Using the Random Dataset#

Randomly generate prompts based on prefix-length, max-prompt-length, and min-prompt-length. It is necessary to specify tokenizer-path. The number of tokens in the generated prompt is uniformly distributed between prefix_length + min-prompt-length and prefix_length + max-prompt-length. In a single test, all requests have the same prefix portion.

Note

Due to the influence of chat_template and tokenization algorithms, there may be some discrepancies in the number of tokens in the generated prompts, and it is not an exact specified token count.

Execute the following command:

evalscope perf \
  --parallel 20 \
  --model Qwen2.5-0.5B-Instruct \
  --url http://127.0.0.1:8801/v1/chat/completions \
  --api openai \
  --dataset random \
  --min-tokens 128 \
  --max-tokens 128 \
  --prefix-length 64 \
  --min-prompt-length 1024 \
  --max-prompt-length 2048 \
  --number 100 \
  --tokenizer-path Qwen/Qwen2.5-0.5B-Instruct \
  --debug

Using the Random Multimodal Dataset#

Use the random_vl dataset to randomly generate image and text inputs. Based on the random dataset, it adds image-related parameters (image-width, image-height, image-format, image-num).

evalscope perf \
  --parallel 20 \
  --model Qwen2.5-VL-3B-Instruct \
  --url http://127.0.0.1:8801/v1/chat/completions \
  --api openai \
  --dataset random_vl \
  --min-tokens 128 \
  --max-tokens 128 \
  --prefix-length 0 \
  --min-prompt-length 100 \
  --max-prompt-length 100 \
  --image-width 512 \
  --image-height 512 \
  --image-format RGB \
  --image-num 1 \
  --number 100 \
  --tokenizer-path Qwen/Qwen2.5-VL-3B-Instruct \
  --debug

Embedding Model Stress Testing#

Use openai_embedding API mode and random_embedding dataset for stress testing. When using the random dataset, you need to specify tokenizer-path to generate query of specified length.

evalscope perf \
 --parallel 2 \
 --number 10 \
 --model 'text-embedding-v4' \
 --url 'https://dashscope.aliyuncs.com/compatible-mode/v1/embeddings' \
 --api-key ${DASHSCOPE_API_KEY} \
 --api openai_embedding \
 --dataset random_embedding \
 --min-prompt-length 256 \
 --max-prompt-length 256 \
 --tokenizer-path 'Qwen/Qwen3-Embedding-0.6B'

Rerank Model Stress Testing#

Use openai_rerank API mode and random_rerank dataset for stress testing. When using the random dataset, you need to specify tokenizer-path to generate query of specified length.

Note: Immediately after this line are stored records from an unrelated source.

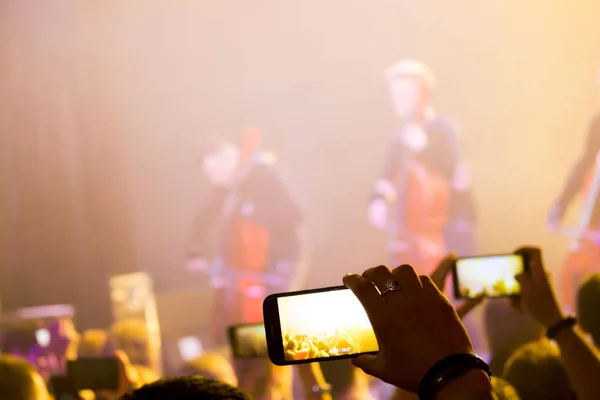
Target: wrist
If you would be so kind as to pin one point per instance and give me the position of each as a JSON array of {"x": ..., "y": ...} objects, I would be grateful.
[
  {"x": 466, "y": 386},
  {"x": 560, "y": 326},
  {"x": 454, "y": 375}
]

You can specify data generation parameters through extra-args:

num_documents: Number of documents per query
document_length_ratio: Document length multiplier relative to query length

evalscope perf \
 --parallel 2 \
 --number 10 \
 --model 'qwen3-rerank' \
 --url 'https://dashscope.aliyuncs.com/compatible-api/v1/reranks' \
 --api-key ${DASHSCOPE_API_KEY} \
 --api openai_rerank \
 --dataset random_rerank \
 --min-prompt-length 256 \
 --max-prompt-length 256 \
 --tokenizer-path 'Qwen/Qwen3-Embedding-0.6B' \
 --extra-args '{"num_documents": 5, "document_length_ratio": 3}'

Visualizing Test Results#

Using WandB#

Please install wandb using the following command:

pip install wandb

Add the following parameters before starting the test:

--visualizer wandb
--name 'name_of_wandb_log'

wandb sample

Using SwanLab#

Please install SwanLab using the following command:

pip install swanlab

Add the following parameters before starting the test:

# You can use the SWANLAB_PROJ_NAME environment variable to specify the project name
--visualizer swanlab
--name 'name_of_swanlab_log'

swanlab sample

Using ClearML#

Please install ClearML using the following command:

pip install clearml

Initialize the ClearML server:

clearml-init

Add the following parameters before starting the test:

# You can use the CLEARML_PROJECT_NAME environment variable to specify the project name
--visualizer clearml
--name 'name_of_clearml_task'

clearml sample

Debugging Requests#

Use the --debug option to output the requests and responses.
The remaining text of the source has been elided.